By Donna Mallen and Karen England, for Let’s Talk Plants! June 2022. Editor's note: This meeting was not recorded at the request of the presenter.
When to Break the Rules (and How to Get Away with It)
Rebecca Sweet, of Harmony In The Garden, presented When to Break the Rules (and How to Get Away with It) at the SDHS May general hybrid meeting held at Congregation Beth Israel. Rebecca was Zoomed-in to the hybrid event which was attended in-person by 31 members and guests and 56 more on Zoom.
Left: Mexican Tulip Poppy, Hunnemannia fumariaefolia. Middle: Painted Petals, Freesia laxa. Right: Texas Wild Olive, Cordia boissieri.
So, when can we break (or at least cheat on) some of the rules that are dictated to us by plant labels, commanded by gardening books or advised by experts?
As Rebecca Sweet explained, we can, and sometimes should, weasel our way around some of these prohibitions by examining the reasoning behind the rule and adapting the rule to our plans, instead of altering our plans to comply with the rule. Experiment by shifting the rule’s boundaries where your own experience and common sense suggest a modification would work.
As a simple example, looking at a label on the plant’s pot or on a seed packet, you see the rule that this plant requires “full sun.” Well, you’ve been gardening in Southern California for a long time, and you realize that “full sun” in our hot, dry climate is not the same as “full sun” in Seattle. A “full sun” plant in Vista or El Cajon might benefit from a bit of shade. The term used by the grower is a general rule, written to apply to all yards across the country. Give yourself permission to test out other options that may actually work better in your particular micro-climate. Go ahead and plant that Elfin Thyme in bright shade - it will be happy.
Three of my favorite adaptations among the six rules she suggested that we consider manipulating are:
Rule 1. You must not plant succulents and roses together, due to their different water requirements.
Clever Adaptation: Plant the rose in a tall pot, where its roots will reach down. Plant a shallow-rooted succulent around the base of the rose at the top of the pot.

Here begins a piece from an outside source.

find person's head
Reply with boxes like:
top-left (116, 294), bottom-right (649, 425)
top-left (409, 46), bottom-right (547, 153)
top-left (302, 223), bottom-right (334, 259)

Water with drip irrigation to trickle the moisture slowly down through roots to settle around the rose’s roots at the bottom layer of the pot.

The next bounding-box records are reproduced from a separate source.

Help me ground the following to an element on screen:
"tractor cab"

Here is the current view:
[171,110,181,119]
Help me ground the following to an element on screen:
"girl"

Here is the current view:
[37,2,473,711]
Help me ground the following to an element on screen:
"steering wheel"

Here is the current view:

Rule 2. Plant in sets of three of one plant to bring a visual sense of flow in the eyes of observers of your garden, avoiding a hodge-podge or awkward look.
Clever Adaptation: You can accomplish the same flow by “echoing” a color or shape in different, near-by areas, such as three single different specimens of burgundy-color plants accenting your green garden, drawing the eye from one to the other down a visual path. Or you can create a balanced view by “flanking” two identical items (plants or sculptures) directly across a path from each other, as with an arbor or arch, with identical plants at each base.
Rule 3. Use Bright Color Sparingly – Watch Out for the “Exploding Crayon Box” Look
Clever Adaptation: If you want more colors, pull out your color wheel and select three colors that are “analogous” (adjacent to each other on the color wheel), which will create a soothing, though varied, look. If you choose colors that are “complementary” to each other (opposites on the color wheel), they may wake up a boring color scheme, but you may need to calm them with an adjacent color.